Natural gas price forecast: $3 floor tested as LNG demand supports prices
U.S. natural gas futures edged higher on Thursday, stabilizing above the $3.5 level as traders weighed tightening storage levels against forecasts for milder weather across much of the country. Prices have recovered modestly from recent lows following extreme winter-driven volatility, but the broader technical structure continues to point to caution.
Highlights
- Natural gas trades near $3.51 as prices stabilize after winter-driven volatility.
- Inventories tighten and LNG exports rise, offering near-term support.
- Mild weather and rising output keep resistance firm near $3.7–$4.
Natural gas futures were trading near $3.51 per MMBtu, up about 1.4%, as the market searched for direction after collapsing from a January spike above $7.5. The rebound reflects improving short-term fundamentals, even as longer-term supply risks and weak technical signals cap upside momentum.
Technical structure remains fragile despite stabilization
From a technical perspective, natural gas is attempting to establish a base above the psychologically important $3.00 level, which has acted as a key floor since mid-2025. Prices remain firmly below all major moving averages, reinforcing the view that the broader trend is still bearish rather than transitioning into a sustained recovery.

NG price dynamics (Source: TradingView)
The 50-day and 100-day exponential moving averages are clustered near $4.06, while the 200-day EMA sits around $3.71, well above current prices. This configuration suggests recent gains are corrective rather than trend-defining. Bollinger Bands show price consolidating near the middle of the range, indicating that near-term conditions are neither deeply oversold nor stretched to the upside.
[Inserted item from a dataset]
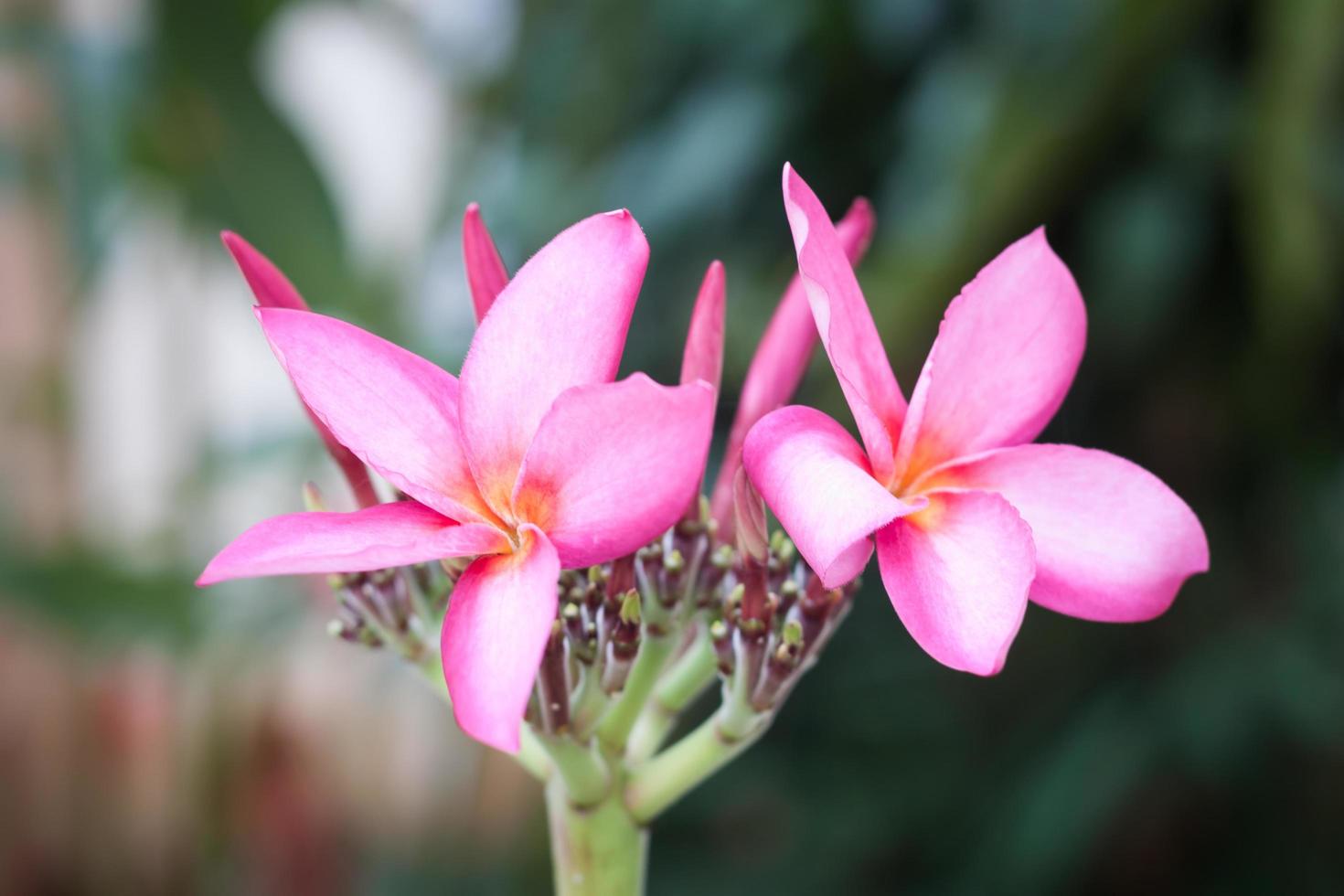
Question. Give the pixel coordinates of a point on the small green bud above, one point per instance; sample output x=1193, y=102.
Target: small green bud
x=631, y=607
x=722, y=557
Price action over the past two months has been dominated by sharp, weather-driven swings. Natural gas surged above $7.5 in January amid severe cold before rapidly unwinding those gains as temperatures normalized. The market is now trading within a relatively narrow $3.2 to $3.6 range, testing a long-term support zone that has held multiple times. A sustained move above $3.7 to $4 would be needed to signal improving momentum, while a break below $3.2 could reopen downside toward the $2.80 to $3 area.
Storage draws and LNG demand offer support
Fundamental signals have turned more constructive. Recent Arctic conditions are expected to have significantly tightened U.S. storage balances, shifting inventories from roughly 5% above seasonal norms to about 1% below normal. This swing has helped underpin prices by reinforcing the perception that supply is no longer excessively loose.
Liquefied natural gas exports continue to provide an additional pillar of demand. Flows to the eight largest U.S. LNG export facilities averaged around 18.3 billion cubic feet per day in February, up from 17.8 bcfd in January and approaching December’s record levels. Strong international demand from Europe and Asia has kept export utilization high despite domestic price weakness.
Still, headwinds remain. Weather forecasts point to largely warmer-than-normal conditions across most of the U.S. through mid-February, reducing heating demand at a critical point in the winter season. Production has also edged higher, with Lower 48 output near 106.4 bcfd, ensuring ample supply even as storage tightens.
Outlook and what to watch next
For now, natural gas appears caught between improving fundamentals and a persistently weak technical backdrop. Support near $3 to $3.2 remains critical to prevent renewed downside, while resistance in the $3.7 to $4 zone continues to cap recovery attempts.
As previously discussed, natural gas had already slipped back below key moving averages after weather risks faded, reinforcing expectations for sideways-to-lower price action rather than a durable trend reversal. Upcoming EIA storage data will be closely watched for confirmation of tightening balances and clues on whether recent stabilization can be sustained.